Before Upward Bound, Burchell was failing most of her classes, she said. Her grades and study skills improved in the program, and she will soon be attending the Oregon Institute of Technology to study medical imaging technology.
Life skills have been a focus of the program along with academic achievement.
To 18-year-old Isaac Gutierrez, the most valuable part of the program has been that it pushed him to his limits and helped him realize what he is capable of accomplishing.
“It made college a reality. It was always a dream of mine,” he said.

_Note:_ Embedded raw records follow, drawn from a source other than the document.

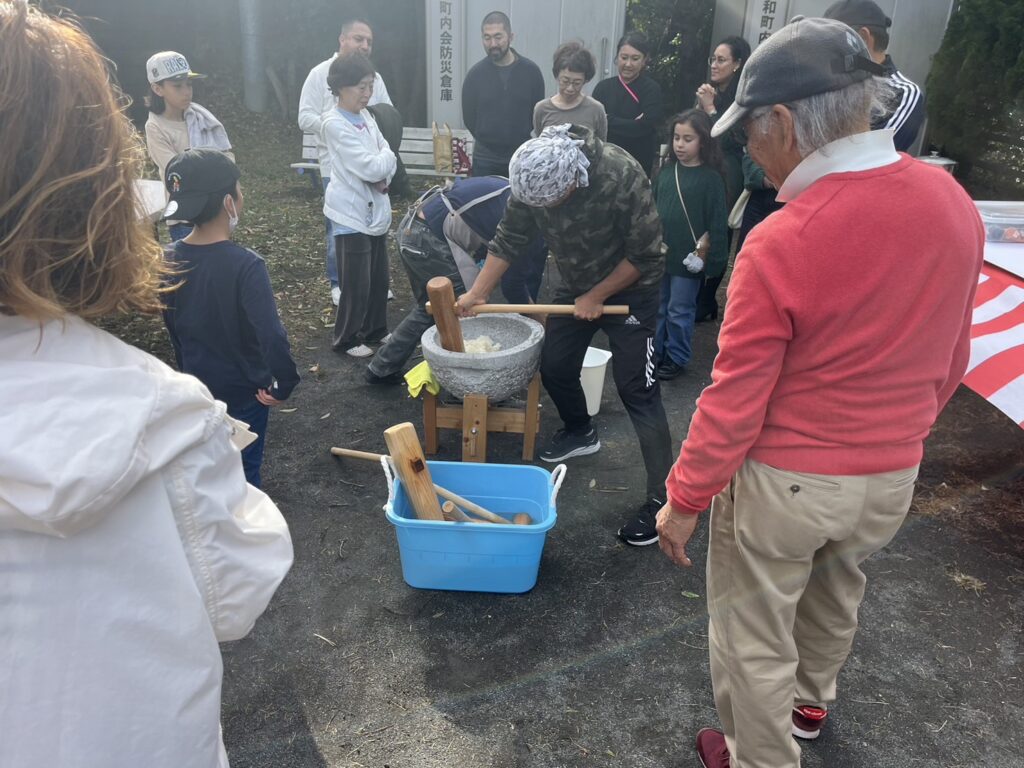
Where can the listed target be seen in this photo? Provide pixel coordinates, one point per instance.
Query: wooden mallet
(519, 519)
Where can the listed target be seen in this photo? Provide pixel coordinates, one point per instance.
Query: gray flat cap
(805, 57)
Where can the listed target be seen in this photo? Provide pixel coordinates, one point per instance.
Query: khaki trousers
(783, 587)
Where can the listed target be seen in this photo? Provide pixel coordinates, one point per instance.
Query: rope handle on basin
(557, 475)
(389, 474)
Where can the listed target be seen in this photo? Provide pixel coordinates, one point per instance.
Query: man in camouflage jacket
(597, 215)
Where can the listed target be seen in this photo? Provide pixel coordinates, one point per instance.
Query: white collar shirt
(861, 152)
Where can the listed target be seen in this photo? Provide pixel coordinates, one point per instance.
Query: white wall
(914, 37)
(538, 28)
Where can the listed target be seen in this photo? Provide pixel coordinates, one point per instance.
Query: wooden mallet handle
(519, 519)
(441, 295)
(407, 456)
(534, 308)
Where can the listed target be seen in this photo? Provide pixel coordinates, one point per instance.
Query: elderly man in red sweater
(847, 332)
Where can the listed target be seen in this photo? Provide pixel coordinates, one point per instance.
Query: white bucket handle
(557, 475)
(386, 464)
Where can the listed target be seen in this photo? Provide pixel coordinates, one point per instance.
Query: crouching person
(592, 204)
(444, 233)
(131, 544)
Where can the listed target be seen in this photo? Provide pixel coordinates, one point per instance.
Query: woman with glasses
(573, 67)
(633, 101)
(715, 97)
(357, 205)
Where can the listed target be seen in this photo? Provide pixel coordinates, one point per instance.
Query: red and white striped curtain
(996, 368)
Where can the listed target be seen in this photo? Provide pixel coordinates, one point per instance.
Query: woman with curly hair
(130, 542)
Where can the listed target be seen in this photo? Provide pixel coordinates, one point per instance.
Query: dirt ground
(604, 663)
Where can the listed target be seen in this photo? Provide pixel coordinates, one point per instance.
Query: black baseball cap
(805, 57)
(858, 13)
(193, 176)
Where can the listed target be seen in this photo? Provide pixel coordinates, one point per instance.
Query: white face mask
(232, 214)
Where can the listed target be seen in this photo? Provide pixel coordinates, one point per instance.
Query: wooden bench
(418, 150)
(417, 153)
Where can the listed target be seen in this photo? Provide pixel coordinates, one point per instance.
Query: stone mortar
(498, 375)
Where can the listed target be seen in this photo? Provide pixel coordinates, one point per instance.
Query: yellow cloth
(419, 377)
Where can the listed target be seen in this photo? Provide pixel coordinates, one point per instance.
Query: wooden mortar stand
(475, 417)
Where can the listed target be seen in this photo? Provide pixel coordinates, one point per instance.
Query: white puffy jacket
(130, 544)
(359, 157)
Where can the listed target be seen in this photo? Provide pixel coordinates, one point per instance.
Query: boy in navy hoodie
(221, 314)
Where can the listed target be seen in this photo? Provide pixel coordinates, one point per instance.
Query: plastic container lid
(1004, 220)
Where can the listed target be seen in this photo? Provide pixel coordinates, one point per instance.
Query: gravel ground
(604, 663)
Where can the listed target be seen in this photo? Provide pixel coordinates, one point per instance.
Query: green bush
(680, 36)
(976, 96)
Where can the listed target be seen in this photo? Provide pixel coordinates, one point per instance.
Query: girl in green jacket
(690, 196)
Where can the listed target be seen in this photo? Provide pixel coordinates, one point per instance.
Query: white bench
(417, 152)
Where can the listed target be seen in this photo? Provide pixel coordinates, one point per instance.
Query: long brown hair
(71, 237)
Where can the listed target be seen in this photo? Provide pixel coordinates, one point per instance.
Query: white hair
(823, 118)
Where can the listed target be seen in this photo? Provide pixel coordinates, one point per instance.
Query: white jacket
(316, 100)
(130, 545)
(359, 157)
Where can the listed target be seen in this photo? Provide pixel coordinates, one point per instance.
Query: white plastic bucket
(592, 377)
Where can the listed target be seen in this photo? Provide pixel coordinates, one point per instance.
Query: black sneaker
(670, 370)
(390, 379)
(566, 444)
(640, 530)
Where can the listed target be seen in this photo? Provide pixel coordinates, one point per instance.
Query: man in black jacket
(905, 114)
(498, 98)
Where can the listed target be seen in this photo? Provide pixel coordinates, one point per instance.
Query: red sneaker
(712, 749)
(807, 721)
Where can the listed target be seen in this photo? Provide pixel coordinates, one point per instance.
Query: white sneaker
(360, 351)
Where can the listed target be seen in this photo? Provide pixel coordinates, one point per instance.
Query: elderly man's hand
(465, 303)
(674, 530)
(587, 307)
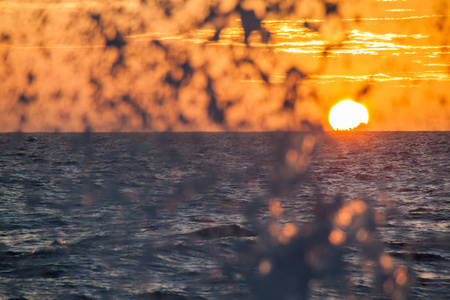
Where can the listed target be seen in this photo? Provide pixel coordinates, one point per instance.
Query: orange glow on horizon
(347, 115)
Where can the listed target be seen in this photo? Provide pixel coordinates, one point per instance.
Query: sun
(347, 115)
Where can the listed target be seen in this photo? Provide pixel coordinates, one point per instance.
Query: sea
(209, 215)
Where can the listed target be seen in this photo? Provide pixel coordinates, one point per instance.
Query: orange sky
(131, 66)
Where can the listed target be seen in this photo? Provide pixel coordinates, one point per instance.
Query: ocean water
(225, 215)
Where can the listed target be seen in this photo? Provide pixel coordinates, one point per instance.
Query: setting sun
(347, 115)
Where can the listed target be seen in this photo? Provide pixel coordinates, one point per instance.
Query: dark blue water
(225, 215)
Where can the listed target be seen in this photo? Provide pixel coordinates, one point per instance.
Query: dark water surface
(185, 215)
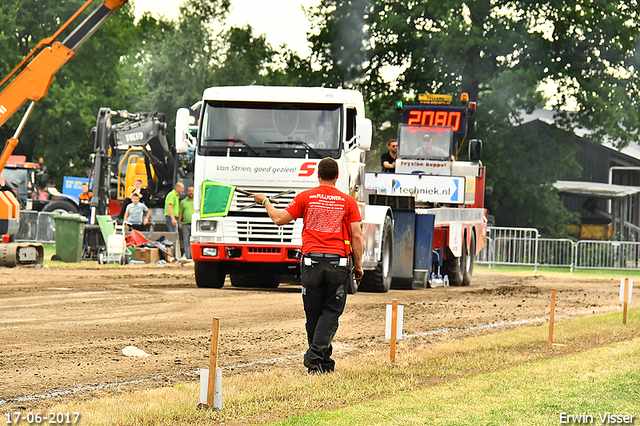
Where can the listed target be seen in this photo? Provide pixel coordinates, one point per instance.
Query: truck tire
(352, 287)
(255, 280)
(456, 268)
(209, 274)
(60, 206)
(378, 280)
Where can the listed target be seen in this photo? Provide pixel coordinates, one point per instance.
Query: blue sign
(72, 186)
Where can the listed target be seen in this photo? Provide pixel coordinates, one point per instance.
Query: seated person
(427, 150)
(137, 214)
(83, 201)
(143, 196)
(388, 159)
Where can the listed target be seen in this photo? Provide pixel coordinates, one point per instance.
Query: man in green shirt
(172, 207)
(184, 221)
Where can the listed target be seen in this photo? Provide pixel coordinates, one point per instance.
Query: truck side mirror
(475, 149)
(44, 179)
(364, 130)
(182, 130)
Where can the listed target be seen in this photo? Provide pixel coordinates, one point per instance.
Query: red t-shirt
(325, 211)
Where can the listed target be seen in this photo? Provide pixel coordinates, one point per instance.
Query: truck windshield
(270, 129)
(425, 142)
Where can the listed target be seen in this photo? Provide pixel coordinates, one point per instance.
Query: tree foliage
(500, 52)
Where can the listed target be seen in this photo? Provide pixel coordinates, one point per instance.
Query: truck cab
(270, 140)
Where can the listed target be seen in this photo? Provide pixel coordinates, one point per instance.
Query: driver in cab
(429, 151)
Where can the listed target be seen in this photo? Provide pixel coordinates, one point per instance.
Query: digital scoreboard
(436, 116)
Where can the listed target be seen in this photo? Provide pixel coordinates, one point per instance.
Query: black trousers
(324, 295)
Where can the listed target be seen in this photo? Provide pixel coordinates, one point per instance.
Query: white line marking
(62, 392)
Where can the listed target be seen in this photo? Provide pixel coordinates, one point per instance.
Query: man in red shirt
(331, 232)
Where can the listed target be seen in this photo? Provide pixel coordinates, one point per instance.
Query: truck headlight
(210, 251)
(207, 225)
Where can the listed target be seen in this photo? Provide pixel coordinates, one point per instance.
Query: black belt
(330, 255)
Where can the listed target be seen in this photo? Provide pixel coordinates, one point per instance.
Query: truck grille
(242, 202)
(257, 232)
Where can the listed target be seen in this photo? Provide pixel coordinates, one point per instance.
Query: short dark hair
(327, 169)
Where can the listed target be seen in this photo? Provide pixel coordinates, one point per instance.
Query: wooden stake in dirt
(552, 315)
(213, 361)
(626, 301)
(394, 325)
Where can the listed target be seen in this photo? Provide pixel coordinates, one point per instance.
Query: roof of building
(595, 189)
(549, 117)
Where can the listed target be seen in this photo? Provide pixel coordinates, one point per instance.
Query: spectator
(172, 207)
(83, 201)
(388, 159)
(184, 221)
(137, 214)
(142, 193)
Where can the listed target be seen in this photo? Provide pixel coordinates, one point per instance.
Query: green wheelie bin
(69, 237)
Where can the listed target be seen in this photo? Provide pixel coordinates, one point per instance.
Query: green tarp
(216, 199)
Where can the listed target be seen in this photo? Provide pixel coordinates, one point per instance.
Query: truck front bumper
(249, 253)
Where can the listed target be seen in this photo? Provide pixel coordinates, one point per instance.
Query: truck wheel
(455, 268)
(352, 287)
(255, 280)
(379, 279)
(60, 206)
(470, 261)
(209, 274)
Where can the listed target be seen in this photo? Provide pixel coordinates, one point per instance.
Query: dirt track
(64, 329)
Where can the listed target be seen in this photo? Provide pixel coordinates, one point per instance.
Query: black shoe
(316, 369)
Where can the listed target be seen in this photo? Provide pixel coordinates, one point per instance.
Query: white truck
(270, 140)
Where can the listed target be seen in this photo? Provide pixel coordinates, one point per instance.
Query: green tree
(178, 57)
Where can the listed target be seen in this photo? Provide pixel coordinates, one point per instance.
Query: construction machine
(136, 148)
(30, 81)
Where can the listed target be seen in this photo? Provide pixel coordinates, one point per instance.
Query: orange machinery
(31, 81)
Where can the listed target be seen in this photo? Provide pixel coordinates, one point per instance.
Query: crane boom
(33, 77)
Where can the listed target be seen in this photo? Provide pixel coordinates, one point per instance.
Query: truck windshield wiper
(306, 145)
(231, 140)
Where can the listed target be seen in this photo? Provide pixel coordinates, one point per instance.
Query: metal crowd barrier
(36, 227)
(524, 247)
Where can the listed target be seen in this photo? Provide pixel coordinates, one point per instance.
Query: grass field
(509, 378)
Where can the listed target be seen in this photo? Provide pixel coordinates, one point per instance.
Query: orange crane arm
(33, 78)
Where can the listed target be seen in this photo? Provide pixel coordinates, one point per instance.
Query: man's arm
(279, 217)
(357, 247)
(171, 214)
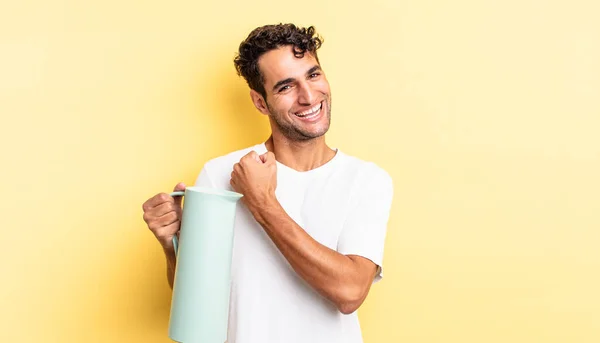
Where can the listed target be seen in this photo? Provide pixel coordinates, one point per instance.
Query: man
(310, 232)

Gutierrez, who graduated from McMinnville High School, will be attending Seattle Pacific University in the fall. He plans on majoring in business management with a minor in marketing.
“[The program] makes you feel like you can take on the world,” Gutierrez said. “And they expect great things from you. I’m really glad I could be a part of this family.”
Family is a topic that comes up a lot when talking about the program. Most students agreed that Upward Bound is a second family.
For 15-year-old Angel Nunez, there is no distinction.
Several of Nunez’s older siblings went through the program. In fact, the day he was born, an Upward Bound staff member brought his sister, Carmen, to the hospital.
“The program means a lot to me. It’s been with me my whole life, and to see it go, it’s like losing a loved one,” Nunez said. “What saddens me the most is that other families won’t have it.
“It really bums me out that I won’t get the full experience like my siblings had,” he added.
Mitchell said that because there is less funding for programs like Upward Bound nationally, it has become much more competitive. Linfield College Upward Bound just did not score high enough to make the ranks of the funded programs.
“The government looks at a variety of criteria,” Mitchell said. “In the past, it has scored things differently. We used the previous grant as the model, which had a perfect score.”
This time around, Linfield College Upward Bound scored the equivalent of a B or A-. It needed an A, he said.
There will be six programs left in Oregon after this grant cycle, which ends Sept. 1, 2013.
“The college has been fairly supportive. It recognizes a need for it,” Mitchell said.
Mitchell has been working with a grant writer to try to apply for Upward Bound Math and Science, he said.
Right now, Upward Bound’s grant is $342,000. The new program grant would be $250,000 and would account for five less students.
“We are waiting to see how the math and science grant works out,” Mitchell said.
In the meantime, students, counselors and directors have reached out to state government through letter writing.
A representative from Rep. Suzanne Bonamici’s office paid a visit to the group. They have also met with representatives from Sen. Ron Wyden’s office.
“The representatives didn’t know what [the program] was about,” Mitchell said. “This population doesn’t get heard. How do you make enough noise to be heard through the mass of other lobbyists?”
Although the future of the program is uncertain, students and staff alike are choosing to focus on the positives.
On Saturday, Upward Bound will graduate about 11 students from its program. Each student will receive a certificate of completion and will have the opportunity to speak.
The ceremony is taking place at 7 p.m. in Ford Hall at Linfield College. Following the graduation, there will be a slide show of photos from the summer and a brief awards ceremony.
Upward Bound’s ceremony sometimes means more to some students than graduating from high school.
This rang true for 22-year-old Jackie Rojas. Rojas went through the program prior to attending Linfield.
She said that it was a good feeling having her parents see her get her diploma. However, it was an even better feeling when she graduated from Upward Bound. She was almost in tears when she gave her speech, she said.
“In the last two years I have seen some changes in students that are so profound that I don’t know where they would be without the program. They rely on the program for support,” Hamilton said. “The difference not just in academics, but personality wise is tremendous. You see them transform.”